And then he goes. He does it. Verse 4: So Abram went. He obeys. And I think I've always read it in a pretty straightforward way. He gets a call, and he goes. Cause and effect. But was Abram at all like me? Hmm.

In my translation there's this little break between verses 3 and 4—a new line, the beginning of a new paragraph. And I wonder if there isn't a significant human drama tucked between the paragraph break. Because that little space is where we've been living the last several months, and ours has been full. Full with the wringing of hands and long waits on phone calls. With hard conversations and epiphanies. With the repeated question, "Are you sure?" With happy tears and sad tears and inexplicable tears. (Lots of tears.)

Into the little space between God's call and our going, God has poured out a torrent of his grace and love that is so much greater than my words can do justice. In that space—a moment that in the span of life and the story of God is less than a breath or a blink—occurred the gentle and gradual reposturing of our hearts toward God's desires, so that we now enjoy the gift of obeying out of delight rather than out of wrote servitude.

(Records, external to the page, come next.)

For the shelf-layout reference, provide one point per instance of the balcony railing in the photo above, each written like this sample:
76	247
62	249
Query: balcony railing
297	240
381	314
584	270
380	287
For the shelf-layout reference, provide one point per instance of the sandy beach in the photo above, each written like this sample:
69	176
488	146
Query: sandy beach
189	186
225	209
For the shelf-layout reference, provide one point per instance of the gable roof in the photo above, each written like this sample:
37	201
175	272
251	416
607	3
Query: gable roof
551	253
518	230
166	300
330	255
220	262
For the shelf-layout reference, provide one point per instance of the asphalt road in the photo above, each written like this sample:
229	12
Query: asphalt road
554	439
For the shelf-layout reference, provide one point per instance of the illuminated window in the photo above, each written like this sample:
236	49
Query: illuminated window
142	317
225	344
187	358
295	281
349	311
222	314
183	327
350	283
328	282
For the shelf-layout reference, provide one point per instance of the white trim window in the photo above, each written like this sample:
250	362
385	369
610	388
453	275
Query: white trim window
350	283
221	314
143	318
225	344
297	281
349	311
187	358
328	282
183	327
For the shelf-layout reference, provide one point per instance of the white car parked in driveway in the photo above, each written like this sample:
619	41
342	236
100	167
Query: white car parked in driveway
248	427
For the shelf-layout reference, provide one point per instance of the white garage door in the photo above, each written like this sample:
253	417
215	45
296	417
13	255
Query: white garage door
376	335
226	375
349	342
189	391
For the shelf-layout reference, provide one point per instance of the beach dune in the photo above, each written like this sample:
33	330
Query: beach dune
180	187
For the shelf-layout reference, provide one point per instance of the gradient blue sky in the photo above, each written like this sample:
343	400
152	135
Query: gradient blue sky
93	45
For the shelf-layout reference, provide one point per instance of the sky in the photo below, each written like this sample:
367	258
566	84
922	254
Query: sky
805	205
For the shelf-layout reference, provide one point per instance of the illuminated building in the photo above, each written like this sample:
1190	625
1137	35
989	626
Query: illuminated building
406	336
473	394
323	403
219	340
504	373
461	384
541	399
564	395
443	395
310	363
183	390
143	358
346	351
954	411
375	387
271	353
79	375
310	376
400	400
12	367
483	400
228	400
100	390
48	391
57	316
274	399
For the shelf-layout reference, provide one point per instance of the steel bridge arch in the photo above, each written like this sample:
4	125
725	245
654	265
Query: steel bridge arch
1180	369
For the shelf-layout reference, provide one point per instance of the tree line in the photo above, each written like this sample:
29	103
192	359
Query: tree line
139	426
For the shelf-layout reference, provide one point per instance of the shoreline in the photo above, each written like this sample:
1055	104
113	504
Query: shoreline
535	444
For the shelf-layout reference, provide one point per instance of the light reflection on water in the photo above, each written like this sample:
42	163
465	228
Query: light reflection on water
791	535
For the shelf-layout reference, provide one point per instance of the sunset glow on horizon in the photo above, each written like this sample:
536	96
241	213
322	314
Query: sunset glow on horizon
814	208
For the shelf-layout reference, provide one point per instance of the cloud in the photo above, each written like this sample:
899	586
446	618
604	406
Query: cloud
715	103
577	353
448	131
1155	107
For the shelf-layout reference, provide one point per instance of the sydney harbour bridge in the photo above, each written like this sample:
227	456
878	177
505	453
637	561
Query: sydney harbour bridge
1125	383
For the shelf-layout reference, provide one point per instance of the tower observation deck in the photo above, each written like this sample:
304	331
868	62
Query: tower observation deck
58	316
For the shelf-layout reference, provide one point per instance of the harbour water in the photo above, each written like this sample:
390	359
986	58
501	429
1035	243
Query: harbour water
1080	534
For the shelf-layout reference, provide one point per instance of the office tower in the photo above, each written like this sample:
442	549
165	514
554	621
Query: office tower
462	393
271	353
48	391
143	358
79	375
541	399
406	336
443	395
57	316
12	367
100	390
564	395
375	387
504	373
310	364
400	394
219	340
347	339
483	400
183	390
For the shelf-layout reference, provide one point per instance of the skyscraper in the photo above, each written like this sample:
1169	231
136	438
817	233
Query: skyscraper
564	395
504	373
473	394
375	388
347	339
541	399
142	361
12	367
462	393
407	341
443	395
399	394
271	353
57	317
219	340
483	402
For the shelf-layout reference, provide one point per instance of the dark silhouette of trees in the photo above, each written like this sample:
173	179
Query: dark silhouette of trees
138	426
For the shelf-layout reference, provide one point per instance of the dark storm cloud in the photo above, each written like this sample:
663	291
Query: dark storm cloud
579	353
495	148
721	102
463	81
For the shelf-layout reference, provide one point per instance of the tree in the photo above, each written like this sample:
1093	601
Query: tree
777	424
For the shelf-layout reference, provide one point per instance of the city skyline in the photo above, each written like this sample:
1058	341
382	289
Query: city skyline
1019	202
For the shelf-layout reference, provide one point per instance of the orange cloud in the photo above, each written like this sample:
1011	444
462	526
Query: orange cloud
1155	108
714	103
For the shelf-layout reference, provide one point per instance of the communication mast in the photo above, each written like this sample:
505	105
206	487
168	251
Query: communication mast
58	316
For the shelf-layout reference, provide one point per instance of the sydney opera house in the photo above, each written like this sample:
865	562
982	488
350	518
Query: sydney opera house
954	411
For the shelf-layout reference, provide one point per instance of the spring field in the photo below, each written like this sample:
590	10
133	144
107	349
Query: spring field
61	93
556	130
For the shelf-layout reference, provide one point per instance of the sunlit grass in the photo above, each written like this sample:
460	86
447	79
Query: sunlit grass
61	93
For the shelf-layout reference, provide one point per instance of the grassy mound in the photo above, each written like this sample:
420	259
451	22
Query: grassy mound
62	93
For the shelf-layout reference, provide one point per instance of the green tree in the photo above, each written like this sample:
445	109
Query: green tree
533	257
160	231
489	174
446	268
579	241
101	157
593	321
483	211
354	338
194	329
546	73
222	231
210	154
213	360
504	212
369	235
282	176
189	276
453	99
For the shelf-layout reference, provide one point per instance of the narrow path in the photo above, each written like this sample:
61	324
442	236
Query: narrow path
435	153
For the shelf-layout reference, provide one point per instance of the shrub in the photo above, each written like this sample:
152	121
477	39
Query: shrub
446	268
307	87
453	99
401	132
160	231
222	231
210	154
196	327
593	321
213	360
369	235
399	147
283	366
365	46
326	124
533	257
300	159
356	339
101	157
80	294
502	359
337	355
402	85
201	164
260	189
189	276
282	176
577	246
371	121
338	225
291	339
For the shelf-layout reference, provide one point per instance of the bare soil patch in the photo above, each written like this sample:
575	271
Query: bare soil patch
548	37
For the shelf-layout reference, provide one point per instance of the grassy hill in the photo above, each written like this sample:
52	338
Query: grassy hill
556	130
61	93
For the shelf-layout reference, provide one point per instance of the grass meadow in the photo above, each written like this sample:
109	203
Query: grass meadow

We could not be more excited for what lies ahead. We are thrilled to make new people a part of our lives. We are eager to get going. But we are also heartbroken in our goodbyes, anxious about not knowing what we don't know, and fearful of the many challenges that surely lie ahead.

So we obey. But not lightly. Not blindly. We are simply determined to be brave.

And I am thankful for a God who bastions my bravery with his unassailable sovereignty. So bring on new shores. Bring on the unknown. Bring on the adventure. Bring on growing pains and new-found dependence. And bring on the snow.